It is 7:00, Beijing wakes up. In the historic district of Xuanwu , old Pekingers swallow a bowl of lukewarm douzhi’r and dip a crispy jiaojuan . Lucile proposes to share this heritage of the Liao dynasty, composed of mung bean milk (fermented in its raw version) and a donut ring. We trust this young Frenchwoman used to guiding celebrities and the less famous, who holds exchanges with the elders – in a perfect Mandarin – on the secrets of their longevity.
Virtues are confirmed in the park of the Temple of Heaven , centerpiece of the Chinese cosmogony, where retirees demonstrate their ability to tai chi, diabolo and perform oriental dances, between pine forest and rose garden. We then head for a waking Beijing to Dashilar , a fashion week now famous is devoted every autumn. An overview of the latest fashion trends and accessories at Triple Major, jewelry and ceramics caprice at Ubi Gallery. These two-story houses also house hand-held bookstores where you can find ancient manuscripts, and pretty notebooks for a few dozen yuan.
Lunch of a noodle soup from Shaanxi. Then by bike, one crosses the hutongs downtown – city , discovering mini-galleries. First a stop at Jiali, held by a French exposing young Chinese talent, stopping before the window of the Arrow Factory and the AOTU where you can enjoy a haircut in full show of passers-by. In the disused factories of the center, modern Beijing art takes a contemporary form. At a time when the iconic space 798 becomes a gallery for commercial artists who have taken up residence in Meridian and Space Yishu 8. Breathing around the Summer Palace before a pastis among expats in the island bobo Fangjia, swing tapas at Modernista, and immersion in Beijing hipster wildlife at Dada. The evening continues on the terrace of the Dianke dianlai to enjoy an omelette with jasmine flowers and the view confronting the dark hutongs with the futuristic architecture of Galaxy Soho.
A new day is rising
In good Pekingese, Raphael has his morning habits. Living in the capital since 2012, this freelance journalist likes to stroll on the market of Gongti Xi Lu . Mangoustans and lychees awaken his taste buds. In the neighboring Ritan Park, an ancient imperial garden, grandparents teach kite flying to their grandchildren. Iced tea at the edge of the lake strewn with giant lotuses, visit the Temple of the Sun. A few blocks away and nearly 500 years apart, Parkview Green is home to modern Beijing, an “eco-friendly” building that combines art, shopping, hospitality and gastronomy.

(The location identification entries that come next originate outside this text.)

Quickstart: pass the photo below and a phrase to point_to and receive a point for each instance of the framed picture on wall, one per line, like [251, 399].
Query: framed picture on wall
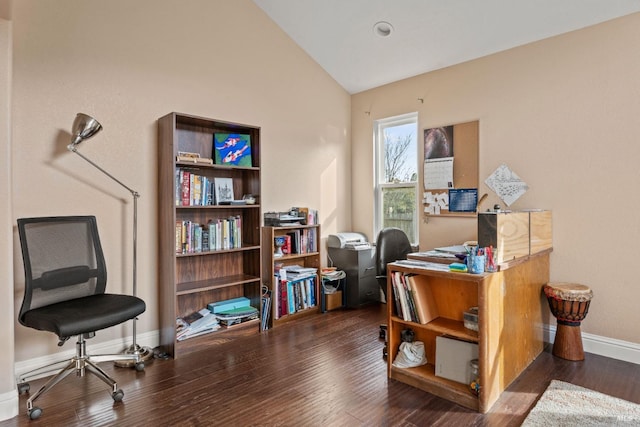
[223, 190]
[232, 149]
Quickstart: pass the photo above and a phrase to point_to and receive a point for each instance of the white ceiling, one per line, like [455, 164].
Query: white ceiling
[427, 34]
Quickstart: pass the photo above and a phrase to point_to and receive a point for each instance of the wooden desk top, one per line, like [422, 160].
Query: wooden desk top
[420, 256]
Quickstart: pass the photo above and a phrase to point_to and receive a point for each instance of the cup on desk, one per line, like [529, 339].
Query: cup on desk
[476, 264]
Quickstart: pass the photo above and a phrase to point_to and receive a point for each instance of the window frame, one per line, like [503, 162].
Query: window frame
[378, 170]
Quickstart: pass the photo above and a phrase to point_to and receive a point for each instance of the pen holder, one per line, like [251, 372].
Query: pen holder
[476, 264]
[490, 265]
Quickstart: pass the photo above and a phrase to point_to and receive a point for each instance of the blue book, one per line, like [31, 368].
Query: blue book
[230, 304]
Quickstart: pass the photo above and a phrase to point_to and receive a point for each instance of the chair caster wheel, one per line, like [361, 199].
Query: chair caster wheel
[118, 395]
[34, 413]
[23, 388]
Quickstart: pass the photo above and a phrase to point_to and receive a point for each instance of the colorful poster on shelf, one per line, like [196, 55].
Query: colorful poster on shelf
[232, 149]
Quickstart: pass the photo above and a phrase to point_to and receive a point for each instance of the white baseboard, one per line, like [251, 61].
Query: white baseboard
[9, 404]
[9, 401]
[602, 346]
[148, 339]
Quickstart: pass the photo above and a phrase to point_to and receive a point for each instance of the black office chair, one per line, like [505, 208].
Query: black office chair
[65, 280]
[392, 244]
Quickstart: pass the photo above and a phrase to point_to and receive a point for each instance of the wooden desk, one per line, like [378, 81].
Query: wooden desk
[509, 336]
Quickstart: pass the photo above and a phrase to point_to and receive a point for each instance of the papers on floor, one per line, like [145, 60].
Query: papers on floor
[199, 323]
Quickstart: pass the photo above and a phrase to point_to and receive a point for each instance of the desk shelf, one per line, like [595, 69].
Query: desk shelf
[509, 336]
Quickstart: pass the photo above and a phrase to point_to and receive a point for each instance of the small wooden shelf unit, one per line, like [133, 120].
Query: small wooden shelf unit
[308, 259]
[509, 335]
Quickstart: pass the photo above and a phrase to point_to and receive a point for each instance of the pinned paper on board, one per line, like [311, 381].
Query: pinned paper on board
[435, 202]
[438, 173]
[506, 184]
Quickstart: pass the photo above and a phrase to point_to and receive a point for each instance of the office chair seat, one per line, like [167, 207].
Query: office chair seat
[83, 315]
[392, 244]
[65, 283]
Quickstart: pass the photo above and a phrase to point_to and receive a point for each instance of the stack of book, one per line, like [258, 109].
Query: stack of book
[295, 289]
[234, 311]
[196, 324]
[218, 234]
[414, 300]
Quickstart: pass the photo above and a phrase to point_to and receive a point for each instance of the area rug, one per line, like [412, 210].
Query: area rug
[564, 404]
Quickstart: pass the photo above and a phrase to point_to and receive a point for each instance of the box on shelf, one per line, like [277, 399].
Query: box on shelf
[333, 301]
[515, 234]
[470, 318]
[453, 357]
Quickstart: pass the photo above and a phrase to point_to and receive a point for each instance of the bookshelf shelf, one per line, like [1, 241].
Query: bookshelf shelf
[190, 275]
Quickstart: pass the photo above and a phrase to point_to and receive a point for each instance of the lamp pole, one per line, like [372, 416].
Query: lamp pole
[85, 127]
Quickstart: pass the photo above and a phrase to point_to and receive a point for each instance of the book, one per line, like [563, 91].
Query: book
[185, 186]
[232, 149]
[229, 304]
[426, 306]
[399, 287]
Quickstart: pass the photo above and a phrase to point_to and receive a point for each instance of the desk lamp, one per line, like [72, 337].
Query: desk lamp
[84, 127]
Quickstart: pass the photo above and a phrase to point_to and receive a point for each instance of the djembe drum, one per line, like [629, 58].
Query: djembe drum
[569, 303]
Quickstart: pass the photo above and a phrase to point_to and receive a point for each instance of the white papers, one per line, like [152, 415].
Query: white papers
[435, 202]
[438, 173]
[506, 184]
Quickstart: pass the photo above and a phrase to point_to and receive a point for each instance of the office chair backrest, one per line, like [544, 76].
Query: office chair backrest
[392, 244]
[62, 258]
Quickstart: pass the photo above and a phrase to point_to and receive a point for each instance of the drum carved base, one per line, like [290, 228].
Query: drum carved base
[568, 343]
[569, 303]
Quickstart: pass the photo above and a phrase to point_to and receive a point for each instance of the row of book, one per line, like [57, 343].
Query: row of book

We succumb to the temptation of black truffle ravioli of Din Tai Fung. Cap au Nord, and sea of colors: the purple Confucius Temple , the gray roofs, the green trees that houses the promenade. From the top of the Drum Tower , we get an birds eye view of Beijing and its historical divisions. We end the day at the slow pace of tai chi under the weeping willows and pedalo on Lake Qianhai where it is customary to swim even in the middle of winter when there is no skating. Tonight, we prefer the crunchy duck of Jingyatang and a cocktail in the retro-jazzy atmosphere of the Parlor in Sanlitun , before dancing on the terrace of Migas, just to see a new day rise on Beijing.